Changes intended to enhance public access to U.S. federal court records through the PACER system were announced 16 March 2010 by the Judicial Conference of the United States.
PACER is the fee-based legal information service of the Administrative Office of the United States Courts (AOUSC) Public Access and Records Management Division.
According to the announcement, the Judicial Conference has approved the following measures:
- U.S. federal judges will be permitted “to make digital audio recordings of court hearings available online to the public through PACER, for $2.40 per audio file”;
- PACER users will not be charged for PACER usage “unless they accrue charges of more than $10 of PACER usage in a quarterly billing cycle”;
- A pilot program has been approved, under which a maximum of 12 U.S. federal courts may “publish … district and bankruptcy court opinions” free of charge “via the [U.S.] Government Printing Office’s Federal Digital System (FDsys).”

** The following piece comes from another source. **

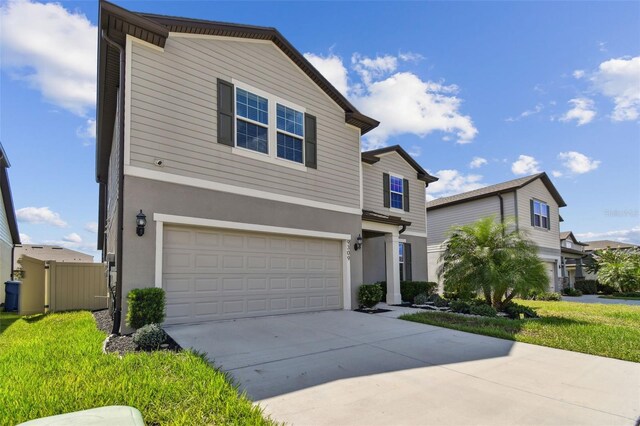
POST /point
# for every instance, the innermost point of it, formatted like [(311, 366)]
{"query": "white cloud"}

The GPO FDsys pilot program seems consistent with the goals of the Law.gov legal open government data project.
The announcement appears to contain one partially inaccurate statement: “All court opinions are available through PACER free of charge, and that will not change.” This statement appears to be inaccurate in two respects, as I verified by PACER searches performed this week. First, many U.S. federal district court opinions placed in PACER prior to the installation of “District Court CM/ECF version 2.4” — which appears to have occurred in most courts in 2005 or 2006 — are available to the public only for a fee (click here for the PACER document stating this policy; and see as an example the district court opinion in Parker v. District of Columbia, Civil Action No. 03-0213 (EGS) (D.D.C. Mar. 31, 2004), document number 35 on the docket numbered 1:03-cv-00213-EGS available via the D.D.C. PACER site).
Second, public users are charged a fee to access U.S. federal circuit court opinions through U.S. federal district court dockets accessible via U.S. federal circuit court PACER sites, and through federal district court PACER sites. See, e.g., the Eighth Circuit opinion in Milavetz, Gallop & Milavetz, P.A. v. United States, No. 07-2405 (8th Cir. Sept. 4, 2008), available through the Eighth Circuit PACER site and the D. Minn. PACER site as document 56 on the docket numbered 0:05-cv-02626-JMR-FLN .
Employees of the AOUSC are currently reviewing the accuracy of the statement, “All court opinions are available through PACER free of charge, and that will not change.” I hope they will soon issue a correction to that statement. I am grateful to several AOUSC and PACER Service Center employees, and to Stephen Schultze of Princeton’s Center for Information Technology Policy for their assistance this week respecting this issue.